Adrian Dennis/AFP
A primeira atleta transgénero apurada para os Jogos Olímpicos, Laurel Hubbard
Uma meta-análise de 52 estudos que incluiu mais de 5.000 pessoas transgénero sugere que a aptidão física das mulheres transgénero após terapia hormonal é comparável à das mulheres cisgénero.
As mulheres transgénero que foram submetidas as terapias hormonais apresentam uma aptidão física comparável à das mulheres cisgénero.
É a conclusão de uma revisão, publicada na semana passada no Jornal Britânico de Medicina Esportivaque analisou 52 estudos de avaliação à composição corporal, à força muscular e à capacidade aeróbica de quase 6.500 indivíduos, incluindo cerca de 2.900 mulheres transgénero e 2.300 homens transgénero.
Embora o estudo contrarie a alegação de que as mulheres trans têm uma vantagem inerente e injusta devido a determinados traços físicos de base, importa referir que não analisou atletas de elite nem capta todos os elementos que entram no desempenho desportivo.

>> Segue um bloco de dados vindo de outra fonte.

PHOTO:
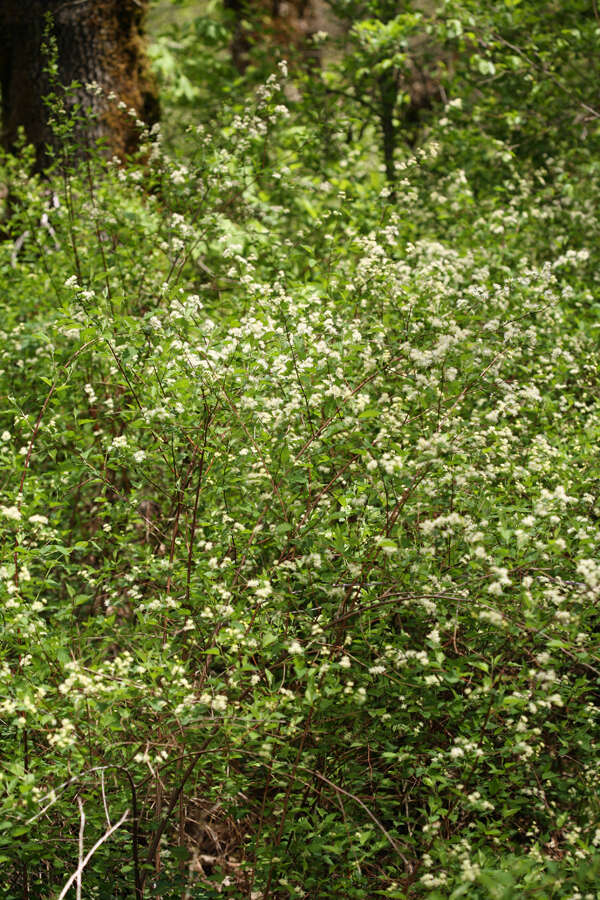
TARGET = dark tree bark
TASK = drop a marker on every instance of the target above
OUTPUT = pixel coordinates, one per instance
(98, 41)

Embora os níveis circulantes de testosterona pareçam aumentar a massa muscular, a força e a capacidade aeróbica, as proibições argumentam frequentemente que a exposição passada à testosterona durante a puberdade confere aos indivíduos uma vantagem física permanente e inerente sobre as mulheres cisgénero.
Para verificar se isso era verdade, os investigadores reuniram dados de muitos estudos que utilizaram diferentes abordagens e medidas para comparar a aptidão física em pessoas transgénero e cisgénero. Os participantes do estudo tinham entre 14 e 41 anos, e a maioria eram adultos.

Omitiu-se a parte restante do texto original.